A microsatellite-enriched library was conducted through magnetic bead procedure [21,22]. Out of 72 SSR markers, 39 were successfully amplified to evaluate genetic variability of the populations. The development of these SSR markers was already reported by [10] under the following PCR conditions during optimization by temperature gradient: 94 °C for 2 min; 35 cycles of 94 °C for 45 sec; 50 to 60 °C for 45 sec; and 72 °C for 50 sec; followed by the final extension set at 72 °C for 7 min. The amplification was conducted using the following 20 µL mixture: 5 ng of genomic DNA, 4 µL of 5× buffer, 0.2 µM of dNTP mix, 2 mM of MgCl₂, 0.5 units of GoTaq MDx Hot Start Polymerase (Promega Corporation), 0.2 mM of both primers, and sterile ddH₂O. PCR amplification was performed using a Labnet Multigene 96-well Gradient Thermal Cycler (Labnet, Edison, NJ, USA). The amplicons were checked with 1% agarose gel electrophoresis (please see Supplementary Figure S1 for PCR amplicons of the selected 10 primers, and for more information of published primer sequences, please refer to reference [10]). The target amplicons were visualized using a digital camera (Top BIO Co., Taipei, Taiwan) after being electrophoresed in a 10% polyacrylamide gel. Amplicon sizes were scored as co-dominant using Quantity One^® software (Bio-Rad) to create a data matrix manually.

4.3. Molecular Data Analysis

Data analyses and visualizations were performed using R Stats Package [23] unless otherwise indicated. The genetic diversity analyses were conducted using GeneAlEx [24] and the multilocus genotype (MLG) analysis by poppr in R, where departure from linkage disequilibrium indicates a panmictic population [25].

The proportion of each hierarchical variation was evaluated using the Analysis of Molecular Variance (AMOVA) by Arlequin [26], while the genetic relationship of the individuals was obtained through principal coordinate analysis (PCoA) in kernel density analysis to evaluate spatial clustering of samples using adegenet in R [27]. Additional testing for spatial patterns was conducted to detect genetic boundaries among georeferenced genotypes using the Monmonier algorithm [28].

Clustering analysis was also performed by using STRUCTURE [29] in 10 runs for each subpopulation from K = 1 to K = 4 with a burn-in period of 2 × 10⁵ generations after 2 × 10⁶ MCMC replicates per run. The results were illustrated by STRUCTURE HARVESTER to determine the best K according to the Evanno method [30]. Like STRUCTURE, Geneland is another Bayesian-model clustering analysis, but it runs georeferenced genotype data [31]. The most probable number of K was based on the highest average posterior probability from 10 runs in 1 × 10⁵ MCMC iterations under spatial and nonspatial models in uncorrelated assumption of allele frequency. The output of the Poisson–Voronoi tessellation was determined based on 200 × 200 pixels with a burn-in of 200.

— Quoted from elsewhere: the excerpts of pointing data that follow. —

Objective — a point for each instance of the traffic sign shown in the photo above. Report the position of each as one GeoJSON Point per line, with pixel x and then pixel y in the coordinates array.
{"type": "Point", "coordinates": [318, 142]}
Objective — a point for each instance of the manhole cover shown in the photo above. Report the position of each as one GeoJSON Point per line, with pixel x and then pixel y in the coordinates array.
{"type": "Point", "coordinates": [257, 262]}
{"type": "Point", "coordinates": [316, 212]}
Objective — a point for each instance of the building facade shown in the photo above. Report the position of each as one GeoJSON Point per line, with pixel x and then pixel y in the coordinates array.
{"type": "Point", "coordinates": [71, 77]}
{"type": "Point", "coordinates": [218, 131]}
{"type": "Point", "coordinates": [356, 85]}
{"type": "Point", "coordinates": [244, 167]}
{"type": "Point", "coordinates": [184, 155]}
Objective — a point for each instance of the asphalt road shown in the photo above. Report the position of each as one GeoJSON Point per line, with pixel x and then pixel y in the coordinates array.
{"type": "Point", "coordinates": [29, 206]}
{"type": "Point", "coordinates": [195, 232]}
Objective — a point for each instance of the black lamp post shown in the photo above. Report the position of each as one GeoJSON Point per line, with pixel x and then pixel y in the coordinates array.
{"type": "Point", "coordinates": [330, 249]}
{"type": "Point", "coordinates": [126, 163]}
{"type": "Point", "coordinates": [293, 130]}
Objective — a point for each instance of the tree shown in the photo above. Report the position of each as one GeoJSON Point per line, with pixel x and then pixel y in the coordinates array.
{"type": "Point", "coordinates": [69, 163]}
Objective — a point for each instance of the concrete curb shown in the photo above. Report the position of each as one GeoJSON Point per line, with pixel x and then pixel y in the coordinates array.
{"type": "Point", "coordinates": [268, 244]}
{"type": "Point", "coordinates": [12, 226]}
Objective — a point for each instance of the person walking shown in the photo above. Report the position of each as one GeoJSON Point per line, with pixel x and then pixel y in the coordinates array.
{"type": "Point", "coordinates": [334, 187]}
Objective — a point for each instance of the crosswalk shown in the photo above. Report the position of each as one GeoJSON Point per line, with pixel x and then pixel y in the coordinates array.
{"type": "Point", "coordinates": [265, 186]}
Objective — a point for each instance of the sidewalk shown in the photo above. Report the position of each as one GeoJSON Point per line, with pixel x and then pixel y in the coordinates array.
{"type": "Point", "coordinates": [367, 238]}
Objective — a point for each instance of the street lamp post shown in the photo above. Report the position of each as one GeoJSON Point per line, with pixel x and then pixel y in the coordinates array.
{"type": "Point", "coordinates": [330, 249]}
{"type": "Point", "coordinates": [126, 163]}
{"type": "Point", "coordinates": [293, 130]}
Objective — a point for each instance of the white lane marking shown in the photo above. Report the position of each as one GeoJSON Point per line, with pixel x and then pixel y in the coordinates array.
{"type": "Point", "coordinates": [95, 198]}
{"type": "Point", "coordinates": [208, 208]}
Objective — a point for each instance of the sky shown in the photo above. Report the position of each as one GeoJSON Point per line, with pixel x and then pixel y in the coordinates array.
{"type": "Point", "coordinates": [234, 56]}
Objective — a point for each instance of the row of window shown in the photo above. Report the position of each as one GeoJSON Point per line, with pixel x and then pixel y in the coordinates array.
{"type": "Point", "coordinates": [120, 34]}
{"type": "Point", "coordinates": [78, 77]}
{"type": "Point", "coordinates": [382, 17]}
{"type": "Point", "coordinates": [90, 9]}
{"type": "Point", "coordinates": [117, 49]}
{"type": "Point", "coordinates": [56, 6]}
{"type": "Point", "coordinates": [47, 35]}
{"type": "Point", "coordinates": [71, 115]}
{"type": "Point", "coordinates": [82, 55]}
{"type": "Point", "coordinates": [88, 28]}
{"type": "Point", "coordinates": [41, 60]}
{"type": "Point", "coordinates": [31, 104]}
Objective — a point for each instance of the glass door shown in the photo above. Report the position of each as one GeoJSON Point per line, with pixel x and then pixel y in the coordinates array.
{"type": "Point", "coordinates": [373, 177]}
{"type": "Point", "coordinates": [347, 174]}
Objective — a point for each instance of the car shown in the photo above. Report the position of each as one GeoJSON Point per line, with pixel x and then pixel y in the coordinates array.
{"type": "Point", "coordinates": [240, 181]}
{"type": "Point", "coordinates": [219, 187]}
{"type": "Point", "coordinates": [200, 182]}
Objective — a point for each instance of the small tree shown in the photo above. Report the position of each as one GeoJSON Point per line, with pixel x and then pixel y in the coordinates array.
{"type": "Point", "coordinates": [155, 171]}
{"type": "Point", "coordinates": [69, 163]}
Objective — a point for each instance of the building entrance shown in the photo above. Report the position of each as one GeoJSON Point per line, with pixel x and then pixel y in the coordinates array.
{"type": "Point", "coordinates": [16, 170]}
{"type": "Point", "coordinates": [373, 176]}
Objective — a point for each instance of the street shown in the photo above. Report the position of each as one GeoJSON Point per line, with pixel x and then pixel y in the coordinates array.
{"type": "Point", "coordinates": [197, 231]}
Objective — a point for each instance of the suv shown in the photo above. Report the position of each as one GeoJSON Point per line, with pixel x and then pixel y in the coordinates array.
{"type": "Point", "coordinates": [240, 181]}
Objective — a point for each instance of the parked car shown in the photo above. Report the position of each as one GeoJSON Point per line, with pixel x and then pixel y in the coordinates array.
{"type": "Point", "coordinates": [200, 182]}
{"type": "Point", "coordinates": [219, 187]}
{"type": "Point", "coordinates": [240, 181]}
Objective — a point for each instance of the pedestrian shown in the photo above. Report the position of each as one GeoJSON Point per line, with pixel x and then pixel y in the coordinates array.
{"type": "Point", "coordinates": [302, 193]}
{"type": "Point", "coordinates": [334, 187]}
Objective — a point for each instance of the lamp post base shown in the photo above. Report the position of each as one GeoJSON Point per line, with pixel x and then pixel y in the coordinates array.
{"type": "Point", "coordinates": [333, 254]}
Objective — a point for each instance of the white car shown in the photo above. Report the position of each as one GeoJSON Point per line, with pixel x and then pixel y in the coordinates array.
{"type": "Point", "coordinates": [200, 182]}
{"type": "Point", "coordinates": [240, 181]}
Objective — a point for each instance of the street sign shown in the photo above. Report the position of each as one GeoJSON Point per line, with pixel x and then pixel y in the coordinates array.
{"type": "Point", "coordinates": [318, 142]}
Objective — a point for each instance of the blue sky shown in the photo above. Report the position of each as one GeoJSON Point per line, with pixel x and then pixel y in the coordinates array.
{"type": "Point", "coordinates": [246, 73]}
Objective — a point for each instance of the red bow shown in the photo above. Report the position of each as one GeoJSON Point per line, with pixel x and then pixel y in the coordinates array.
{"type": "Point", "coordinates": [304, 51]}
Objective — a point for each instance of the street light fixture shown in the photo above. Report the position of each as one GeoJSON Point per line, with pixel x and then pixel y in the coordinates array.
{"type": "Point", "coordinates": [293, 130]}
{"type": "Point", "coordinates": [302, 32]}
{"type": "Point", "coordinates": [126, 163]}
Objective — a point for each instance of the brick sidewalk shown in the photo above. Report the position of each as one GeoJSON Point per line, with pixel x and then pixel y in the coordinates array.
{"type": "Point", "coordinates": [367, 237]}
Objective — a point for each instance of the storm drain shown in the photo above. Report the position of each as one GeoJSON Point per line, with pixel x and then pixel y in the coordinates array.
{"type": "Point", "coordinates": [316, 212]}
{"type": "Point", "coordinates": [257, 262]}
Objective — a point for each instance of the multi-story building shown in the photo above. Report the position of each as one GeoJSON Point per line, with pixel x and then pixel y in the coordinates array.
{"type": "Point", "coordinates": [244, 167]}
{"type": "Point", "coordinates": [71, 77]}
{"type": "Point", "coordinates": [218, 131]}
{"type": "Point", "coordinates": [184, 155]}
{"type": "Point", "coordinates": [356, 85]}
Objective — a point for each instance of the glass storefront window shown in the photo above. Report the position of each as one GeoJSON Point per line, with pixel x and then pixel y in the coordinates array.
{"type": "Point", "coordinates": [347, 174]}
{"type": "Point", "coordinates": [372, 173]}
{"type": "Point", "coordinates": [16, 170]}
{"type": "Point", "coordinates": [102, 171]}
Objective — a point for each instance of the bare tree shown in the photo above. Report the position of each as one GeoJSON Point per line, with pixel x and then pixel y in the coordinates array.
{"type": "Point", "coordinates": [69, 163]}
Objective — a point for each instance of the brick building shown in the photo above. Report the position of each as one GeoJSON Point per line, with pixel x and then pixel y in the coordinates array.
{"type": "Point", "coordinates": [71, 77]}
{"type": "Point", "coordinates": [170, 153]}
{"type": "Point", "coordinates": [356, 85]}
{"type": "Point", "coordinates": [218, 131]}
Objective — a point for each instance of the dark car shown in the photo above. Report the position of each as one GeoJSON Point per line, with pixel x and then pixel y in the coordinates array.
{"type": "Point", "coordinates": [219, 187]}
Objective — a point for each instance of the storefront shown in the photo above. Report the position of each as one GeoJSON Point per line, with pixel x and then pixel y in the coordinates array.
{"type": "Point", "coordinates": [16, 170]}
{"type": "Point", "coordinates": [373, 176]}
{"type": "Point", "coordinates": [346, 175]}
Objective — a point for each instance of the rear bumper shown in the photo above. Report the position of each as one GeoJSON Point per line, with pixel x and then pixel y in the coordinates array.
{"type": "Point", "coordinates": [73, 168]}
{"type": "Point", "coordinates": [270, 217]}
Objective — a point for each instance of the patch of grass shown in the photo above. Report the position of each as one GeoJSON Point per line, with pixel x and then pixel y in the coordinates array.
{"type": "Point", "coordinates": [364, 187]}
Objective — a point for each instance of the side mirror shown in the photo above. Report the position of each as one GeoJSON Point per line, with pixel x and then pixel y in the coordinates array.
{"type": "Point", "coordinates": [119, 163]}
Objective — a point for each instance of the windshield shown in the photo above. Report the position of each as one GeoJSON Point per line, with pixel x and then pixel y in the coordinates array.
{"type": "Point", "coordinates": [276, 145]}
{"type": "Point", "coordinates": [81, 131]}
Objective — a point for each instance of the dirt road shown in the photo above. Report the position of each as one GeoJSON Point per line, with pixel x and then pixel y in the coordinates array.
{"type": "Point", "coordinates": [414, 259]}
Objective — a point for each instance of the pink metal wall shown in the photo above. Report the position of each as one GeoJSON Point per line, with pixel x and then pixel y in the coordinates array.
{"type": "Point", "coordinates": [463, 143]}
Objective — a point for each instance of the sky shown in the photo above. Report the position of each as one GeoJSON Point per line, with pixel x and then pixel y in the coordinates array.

The directional migration pattern was simulated by diveRsity implemented in R based on relative migration network using Nm as a measure of genetic differentiation [18]. Moreover, the first-generation migrant detection was conducted by GENECLASS2 based on computation criterion from allele frequency and a Monte Carlo resampling method of 1000 individuals with p = 0.01 [16]. On the other hand, the Nm as an estimate of the effective number of migrants per generation based on Slatkin’s private allele method was estimated using GENEPOP as an R Package [32]. The phylogenetic tree as presented by phylogram was based on the Neighbor-Joining method according to Nei’s distance implemented by adegenet in R to visualize the population clustering in northern Taiwan [27].

The bottleneck test examining populations that experienced a severe reduction in effective population size (Ne) was performed by the software BOTTLENECK. In this test, the heterozygosity excess was compared to expected equilibrium heterozygosity (H_e > H_eq) under mutation-drift equilibrium. It was determined statistically by Wilcoxon’s signed rank test [33]. The Ne, as a contemporary effective population size, was estimated by NeEstimator v 2.1 based on linkage disequilibrium under random mating with a critical value (P_crit ≥ 0.02) on allele frequency for rare alleles. Both the single-sample method and the two-sample or temporal method under a chi-squared parametric 95% confidence interval were performed for the Ne estimate [34].